Oct 25, 2009 0
Worksheet missteps led to messed-up sentences
Slate has an interesting article today on research showing that about one-tenth of criminal defendants in Maryland may have been given the wrong sentences. The article is based on a University of Maryland economics student’s dissertation.
Writer Ray Fisman explains that before sentencing a defendant, a judge gets a recommendation, which is based on factors like the nature of the offense. The Ph.D. student, Emily Owens, discovered that errors in the sentencing worksheets filled out by prosecutors and signed off on by defense attorneys were leading to judges getting incorrect recommendations. Fisman writes:
With the stakes so high—months and years of freedom gained or lost—how could Maryland’s Sentencing Policy Commission have been so sloppy? For academic research—a matter trivial by comparison—it’s common to have data entered independently by at least two typists, whose output is then cross-checked for accuracy. Yet it turns out that complacent bureaucrats weren’t to blame for the sentencing mistakes. The work sheet had to be filled out by the state attorney prosecuting the case, with the final form signed and approved by the defense attorney (who, if he was doing his job properly, would have done the work sheet calculations independently). The commission had, by design, handed off the task of work sheet completion to parties that it assumed would have every incentive to get the numbers right, but it apparently never accounted for widespread incompetence in Maryland’s legal profession.

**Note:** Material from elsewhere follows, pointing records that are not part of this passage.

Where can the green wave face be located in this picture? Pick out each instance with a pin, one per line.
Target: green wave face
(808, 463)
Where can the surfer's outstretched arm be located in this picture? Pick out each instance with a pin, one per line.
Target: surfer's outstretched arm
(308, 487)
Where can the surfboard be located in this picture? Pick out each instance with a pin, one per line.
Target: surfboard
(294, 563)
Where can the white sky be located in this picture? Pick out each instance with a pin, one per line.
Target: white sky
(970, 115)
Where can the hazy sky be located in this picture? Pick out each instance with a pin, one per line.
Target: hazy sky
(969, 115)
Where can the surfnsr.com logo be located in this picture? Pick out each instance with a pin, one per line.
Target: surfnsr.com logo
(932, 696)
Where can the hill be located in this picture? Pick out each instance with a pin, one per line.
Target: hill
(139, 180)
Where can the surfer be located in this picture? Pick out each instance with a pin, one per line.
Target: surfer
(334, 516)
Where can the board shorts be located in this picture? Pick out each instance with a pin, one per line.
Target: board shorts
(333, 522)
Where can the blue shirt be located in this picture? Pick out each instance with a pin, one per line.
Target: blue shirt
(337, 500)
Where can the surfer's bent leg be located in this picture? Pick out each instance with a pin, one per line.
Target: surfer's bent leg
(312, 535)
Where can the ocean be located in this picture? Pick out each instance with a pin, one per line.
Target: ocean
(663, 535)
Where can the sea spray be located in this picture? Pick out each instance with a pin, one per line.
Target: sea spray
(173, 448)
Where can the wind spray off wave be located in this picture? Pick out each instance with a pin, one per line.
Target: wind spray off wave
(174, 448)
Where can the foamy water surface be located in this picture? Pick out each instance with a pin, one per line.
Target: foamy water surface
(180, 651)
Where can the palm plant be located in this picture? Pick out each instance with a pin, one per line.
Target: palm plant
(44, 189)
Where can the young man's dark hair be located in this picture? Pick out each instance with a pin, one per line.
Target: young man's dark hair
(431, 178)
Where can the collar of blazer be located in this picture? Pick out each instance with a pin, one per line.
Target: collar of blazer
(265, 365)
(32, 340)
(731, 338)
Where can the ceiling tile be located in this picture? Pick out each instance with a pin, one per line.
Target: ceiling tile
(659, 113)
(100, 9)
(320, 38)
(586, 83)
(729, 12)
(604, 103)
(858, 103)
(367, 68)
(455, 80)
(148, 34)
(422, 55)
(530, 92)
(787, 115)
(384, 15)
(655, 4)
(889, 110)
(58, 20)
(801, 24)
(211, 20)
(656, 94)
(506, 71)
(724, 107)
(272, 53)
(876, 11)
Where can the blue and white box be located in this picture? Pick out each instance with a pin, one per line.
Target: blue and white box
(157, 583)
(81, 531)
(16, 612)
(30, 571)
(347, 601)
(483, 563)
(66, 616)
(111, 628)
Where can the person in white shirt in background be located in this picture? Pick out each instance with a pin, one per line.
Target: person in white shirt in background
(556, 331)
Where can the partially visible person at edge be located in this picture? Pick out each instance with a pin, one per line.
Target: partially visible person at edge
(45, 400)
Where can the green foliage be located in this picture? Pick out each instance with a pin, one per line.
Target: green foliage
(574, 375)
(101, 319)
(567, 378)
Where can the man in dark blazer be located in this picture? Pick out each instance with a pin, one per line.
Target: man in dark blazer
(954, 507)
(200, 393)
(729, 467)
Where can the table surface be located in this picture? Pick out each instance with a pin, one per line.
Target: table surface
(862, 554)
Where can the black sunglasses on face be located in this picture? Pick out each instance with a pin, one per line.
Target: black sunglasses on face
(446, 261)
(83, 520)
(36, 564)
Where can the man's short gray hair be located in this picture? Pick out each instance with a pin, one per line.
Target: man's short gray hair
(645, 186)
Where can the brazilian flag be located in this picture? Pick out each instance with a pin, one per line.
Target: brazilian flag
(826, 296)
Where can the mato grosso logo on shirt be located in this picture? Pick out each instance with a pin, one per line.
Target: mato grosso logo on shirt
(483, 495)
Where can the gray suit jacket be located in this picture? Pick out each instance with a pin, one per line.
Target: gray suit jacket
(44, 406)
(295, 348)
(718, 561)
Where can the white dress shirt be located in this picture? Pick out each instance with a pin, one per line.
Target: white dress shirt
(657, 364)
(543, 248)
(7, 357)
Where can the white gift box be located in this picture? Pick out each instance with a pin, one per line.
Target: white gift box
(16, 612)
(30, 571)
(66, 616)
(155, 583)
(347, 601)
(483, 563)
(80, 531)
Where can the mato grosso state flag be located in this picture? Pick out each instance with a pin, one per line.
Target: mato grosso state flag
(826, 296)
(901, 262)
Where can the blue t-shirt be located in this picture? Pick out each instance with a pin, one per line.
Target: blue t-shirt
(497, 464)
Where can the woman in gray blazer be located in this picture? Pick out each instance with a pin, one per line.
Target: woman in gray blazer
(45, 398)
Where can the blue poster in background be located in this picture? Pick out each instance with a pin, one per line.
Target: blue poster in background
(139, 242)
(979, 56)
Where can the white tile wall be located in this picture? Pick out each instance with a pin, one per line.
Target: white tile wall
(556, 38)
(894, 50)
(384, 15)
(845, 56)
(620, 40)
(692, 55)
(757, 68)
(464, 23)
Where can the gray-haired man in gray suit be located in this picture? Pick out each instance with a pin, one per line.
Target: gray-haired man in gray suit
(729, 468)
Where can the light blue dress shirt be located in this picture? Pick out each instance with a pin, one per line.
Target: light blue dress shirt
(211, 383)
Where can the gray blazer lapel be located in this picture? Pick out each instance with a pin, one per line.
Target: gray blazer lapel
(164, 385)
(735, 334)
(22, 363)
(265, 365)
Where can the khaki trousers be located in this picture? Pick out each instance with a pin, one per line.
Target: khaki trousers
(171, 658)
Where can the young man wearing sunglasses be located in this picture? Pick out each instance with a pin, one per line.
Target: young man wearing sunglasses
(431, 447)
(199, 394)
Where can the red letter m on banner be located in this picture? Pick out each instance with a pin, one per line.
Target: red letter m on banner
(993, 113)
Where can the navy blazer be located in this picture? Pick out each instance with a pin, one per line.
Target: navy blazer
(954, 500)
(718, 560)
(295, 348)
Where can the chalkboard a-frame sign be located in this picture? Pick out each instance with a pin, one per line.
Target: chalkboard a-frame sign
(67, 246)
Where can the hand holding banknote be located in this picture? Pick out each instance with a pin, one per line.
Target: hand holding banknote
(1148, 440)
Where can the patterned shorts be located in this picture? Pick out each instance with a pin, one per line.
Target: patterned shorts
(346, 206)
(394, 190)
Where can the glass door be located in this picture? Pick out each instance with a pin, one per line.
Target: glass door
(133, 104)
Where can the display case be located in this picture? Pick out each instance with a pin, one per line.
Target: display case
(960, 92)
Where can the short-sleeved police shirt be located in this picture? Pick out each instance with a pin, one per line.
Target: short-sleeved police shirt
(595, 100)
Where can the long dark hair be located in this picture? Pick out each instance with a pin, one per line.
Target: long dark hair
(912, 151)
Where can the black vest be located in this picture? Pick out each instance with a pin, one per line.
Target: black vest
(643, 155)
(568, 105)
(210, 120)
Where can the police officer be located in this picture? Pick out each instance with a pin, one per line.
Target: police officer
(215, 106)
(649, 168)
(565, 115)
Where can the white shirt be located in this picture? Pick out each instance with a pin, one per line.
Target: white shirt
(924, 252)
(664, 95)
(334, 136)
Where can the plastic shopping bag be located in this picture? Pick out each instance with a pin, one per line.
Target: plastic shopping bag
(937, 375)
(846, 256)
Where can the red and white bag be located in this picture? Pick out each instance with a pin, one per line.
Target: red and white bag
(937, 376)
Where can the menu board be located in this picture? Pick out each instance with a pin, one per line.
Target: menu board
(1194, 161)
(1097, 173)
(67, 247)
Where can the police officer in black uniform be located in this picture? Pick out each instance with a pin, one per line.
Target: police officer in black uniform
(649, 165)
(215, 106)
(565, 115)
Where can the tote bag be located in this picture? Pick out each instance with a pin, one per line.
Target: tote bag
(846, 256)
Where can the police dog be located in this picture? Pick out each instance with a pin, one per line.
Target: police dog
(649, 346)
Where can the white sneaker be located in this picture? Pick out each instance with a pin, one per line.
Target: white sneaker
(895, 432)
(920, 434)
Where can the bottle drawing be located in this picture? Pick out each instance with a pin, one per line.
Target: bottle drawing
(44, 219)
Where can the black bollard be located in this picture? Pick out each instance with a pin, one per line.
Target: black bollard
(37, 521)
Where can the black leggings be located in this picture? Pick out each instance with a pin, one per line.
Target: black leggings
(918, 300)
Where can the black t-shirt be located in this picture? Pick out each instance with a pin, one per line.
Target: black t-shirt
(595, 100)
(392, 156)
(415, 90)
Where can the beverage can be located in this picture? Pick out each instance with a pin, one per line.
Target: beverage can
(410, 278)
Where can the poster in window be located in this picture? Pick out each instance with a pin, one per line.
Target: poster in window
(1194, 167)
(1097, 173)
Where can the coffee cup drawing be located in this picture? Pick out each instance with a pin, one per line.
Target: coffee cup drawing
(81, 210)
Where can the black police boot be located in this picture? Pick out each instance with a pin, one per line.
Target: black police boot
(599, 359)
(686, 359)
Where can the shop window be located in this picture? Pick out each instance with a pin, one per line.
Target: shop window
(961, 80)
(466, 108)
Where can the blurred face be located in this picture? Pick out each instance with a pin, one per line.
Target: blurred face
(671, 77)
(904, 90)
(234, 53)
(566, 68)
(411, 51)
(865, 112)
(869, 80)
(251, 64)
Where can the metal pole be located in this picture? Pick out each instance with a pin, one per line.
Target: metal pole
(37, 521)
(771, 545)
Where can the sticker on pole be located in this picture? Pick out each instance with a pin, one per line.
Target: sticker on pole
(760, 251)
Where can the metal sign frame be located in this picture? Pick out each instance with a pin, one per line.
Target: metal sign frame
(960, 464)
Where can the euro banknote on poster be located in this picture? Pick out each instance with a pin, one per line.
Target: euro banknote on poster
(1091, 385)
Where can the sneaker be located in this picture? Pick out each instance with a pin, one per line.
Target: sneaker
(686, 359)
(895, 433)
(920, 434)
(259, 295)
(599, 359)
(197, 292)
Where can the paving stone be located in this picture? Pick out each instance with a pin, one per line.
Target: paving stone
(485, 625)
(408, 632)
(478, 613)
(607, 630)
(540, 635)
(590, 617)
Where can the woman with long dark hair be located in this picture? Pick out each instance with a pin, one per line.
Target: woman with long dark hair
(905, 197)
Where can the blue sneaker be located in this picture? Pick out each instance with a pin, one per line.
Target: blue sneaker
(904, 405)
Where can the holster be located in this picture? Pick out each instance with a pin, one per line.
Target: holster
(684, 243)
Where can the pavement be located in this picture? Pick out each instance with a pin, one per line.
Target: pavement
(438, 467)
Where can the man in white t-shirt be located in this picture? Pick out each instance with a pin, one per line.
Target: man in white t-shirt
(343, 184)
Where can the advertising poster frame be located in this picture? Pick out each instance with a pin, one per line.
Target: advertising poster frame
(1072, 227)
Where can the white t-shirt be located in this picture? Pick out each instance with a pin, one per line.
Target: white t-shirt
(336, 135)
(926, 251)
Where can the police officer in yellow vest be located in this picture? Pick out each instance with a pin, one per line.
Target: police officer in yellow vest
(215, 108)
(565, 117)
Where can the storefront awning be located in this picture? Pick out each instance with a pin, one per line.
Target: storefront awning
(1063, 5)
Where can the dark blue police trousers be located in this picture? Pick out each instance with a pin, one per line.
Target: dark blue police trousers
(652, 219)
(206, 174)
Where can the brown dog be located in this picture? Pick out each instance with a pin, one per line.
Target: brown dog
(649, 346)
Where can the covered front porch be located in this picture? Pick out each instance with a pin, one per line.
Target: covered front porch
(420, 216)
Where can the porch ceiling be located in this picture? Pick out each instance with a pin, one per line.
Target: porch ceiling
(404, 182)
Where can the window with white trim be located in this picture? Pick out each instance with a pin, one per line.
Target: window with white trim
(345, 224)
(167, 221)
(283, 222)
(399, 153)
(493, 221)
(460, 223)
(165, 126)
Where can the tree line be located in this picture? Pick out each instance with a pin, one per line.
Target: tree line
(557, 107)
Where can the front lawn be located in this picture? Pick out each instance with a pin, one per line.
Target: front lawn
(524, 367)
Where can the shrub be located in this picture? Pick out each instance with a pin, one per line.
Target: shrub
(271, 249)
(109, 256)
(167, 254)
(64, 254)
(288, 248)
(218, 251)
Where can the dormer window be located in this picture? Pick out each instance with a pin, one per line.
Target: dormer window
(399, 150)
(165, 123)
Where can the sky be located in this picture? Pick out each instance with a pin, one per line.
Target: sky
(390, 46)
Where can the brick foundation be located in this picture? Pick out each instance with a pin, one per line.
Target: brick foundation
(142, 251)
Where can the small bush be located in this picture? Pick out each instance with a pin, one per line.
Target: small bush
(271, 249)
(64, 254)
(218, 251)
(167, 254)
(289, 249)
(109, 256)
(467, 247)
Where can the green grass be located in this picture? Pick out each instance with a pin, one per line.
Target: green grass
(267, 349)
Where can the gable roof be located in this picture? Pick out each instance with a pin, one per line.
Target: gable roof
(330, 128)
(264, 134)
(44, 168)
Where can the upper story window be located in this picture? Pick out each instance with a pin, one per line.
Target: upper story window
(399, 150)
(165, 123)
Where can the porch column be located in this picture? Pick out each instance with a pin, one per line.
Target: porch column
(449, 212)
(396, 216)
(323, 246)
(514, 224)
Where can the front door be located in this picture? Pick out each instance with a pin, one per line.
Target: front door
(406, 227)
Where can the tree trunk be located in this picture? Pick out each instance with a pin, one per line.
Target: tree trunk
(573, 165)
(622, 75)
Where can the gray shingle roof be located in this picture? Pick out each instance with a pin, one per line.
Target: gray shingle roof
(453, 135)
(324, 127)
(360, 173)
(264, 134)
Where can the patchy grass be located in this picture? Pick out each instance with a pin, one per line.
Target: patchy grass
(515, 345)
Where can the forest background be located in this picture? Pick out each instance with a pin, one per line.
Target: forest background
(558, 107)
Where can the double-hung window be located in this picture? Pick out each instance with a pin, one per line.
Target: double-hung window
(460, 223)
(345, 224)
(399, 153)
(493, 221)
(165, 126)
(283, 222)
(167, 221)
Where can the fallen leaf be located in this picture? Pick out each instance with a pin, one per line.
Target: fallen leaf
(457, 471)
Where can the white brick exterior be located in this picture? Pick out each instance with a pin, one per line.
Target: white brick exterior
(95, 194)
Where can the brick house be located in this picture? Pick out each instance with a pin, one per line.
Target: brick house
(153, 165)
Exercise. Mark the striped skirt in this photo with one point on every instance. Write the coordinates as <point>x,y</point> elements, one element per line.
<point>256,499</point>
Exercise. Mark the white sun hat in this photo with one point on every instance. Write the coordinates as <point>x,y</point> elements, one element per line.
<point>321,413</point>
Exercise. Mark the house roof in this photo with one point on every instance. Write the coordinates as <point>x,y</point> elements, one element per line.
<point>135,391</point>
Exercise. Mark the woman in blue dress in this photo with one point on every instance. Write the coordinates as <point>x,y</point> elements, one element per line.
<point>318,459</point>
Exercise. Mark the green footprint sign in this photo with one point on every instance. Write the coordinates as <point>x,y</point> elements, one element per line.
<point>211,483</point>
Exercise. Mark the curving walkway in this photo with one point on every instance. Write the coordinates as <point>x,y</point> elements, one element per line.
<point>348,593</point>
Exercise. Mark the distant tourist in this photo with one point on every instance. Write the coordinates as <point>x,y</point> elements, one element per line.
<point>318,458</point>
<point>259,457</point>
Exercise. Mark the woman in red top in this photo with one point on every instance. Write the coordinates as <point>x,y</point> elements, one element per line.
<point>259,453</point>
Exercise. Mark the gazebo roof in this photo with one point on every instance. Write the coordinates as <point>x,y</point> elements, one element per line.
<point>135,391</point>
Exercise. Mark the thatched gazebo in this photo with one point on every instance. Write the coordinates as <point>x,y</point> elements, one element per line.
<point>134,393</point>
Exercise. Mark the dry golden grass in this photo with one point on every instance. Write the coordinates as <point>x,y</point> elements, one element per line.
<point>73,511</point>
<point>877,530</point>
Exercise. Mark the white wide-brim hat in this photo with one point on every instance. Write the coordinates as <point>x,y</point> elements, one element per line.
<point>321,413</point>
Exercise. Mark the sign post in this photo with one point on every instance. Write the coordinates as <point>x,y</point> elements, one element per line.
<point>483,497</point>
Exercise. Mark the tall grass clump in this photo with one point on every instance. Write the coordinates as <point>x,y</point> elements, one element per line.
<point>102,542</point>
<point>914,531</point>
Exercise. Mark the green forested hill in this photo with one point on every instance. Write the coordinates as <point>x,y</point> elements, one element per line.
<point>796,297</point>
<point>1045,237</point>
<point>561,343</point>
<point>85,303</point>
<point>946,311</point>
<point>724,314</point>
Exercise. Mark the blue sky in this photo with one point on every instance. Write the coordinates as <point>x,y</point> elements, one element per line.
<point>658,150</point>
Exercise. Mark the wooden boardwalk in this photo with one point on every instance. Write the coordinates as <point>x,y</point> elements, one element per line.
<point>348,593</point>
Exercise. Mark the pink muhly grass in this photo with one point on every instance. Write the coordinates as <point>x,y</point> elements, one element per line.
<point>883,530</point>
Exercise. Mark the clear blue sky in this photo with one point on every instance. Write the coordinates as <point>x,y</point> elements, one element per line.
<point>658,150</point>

Owens discovered that judges, who don’t have to follow sentencing recommendations, were definitely influenced by them. They gave longer sentences to those whose recommended sentences were mistakenly inflated and short sentences to those who wrongly got too-short recommendations. When she looked at how much time the offenders actually spent in jail, she found that the parole board managed to more or less normalize the sentences of those who had been incorrectly sentenced to too little time, but not the sentences of those who got too much time.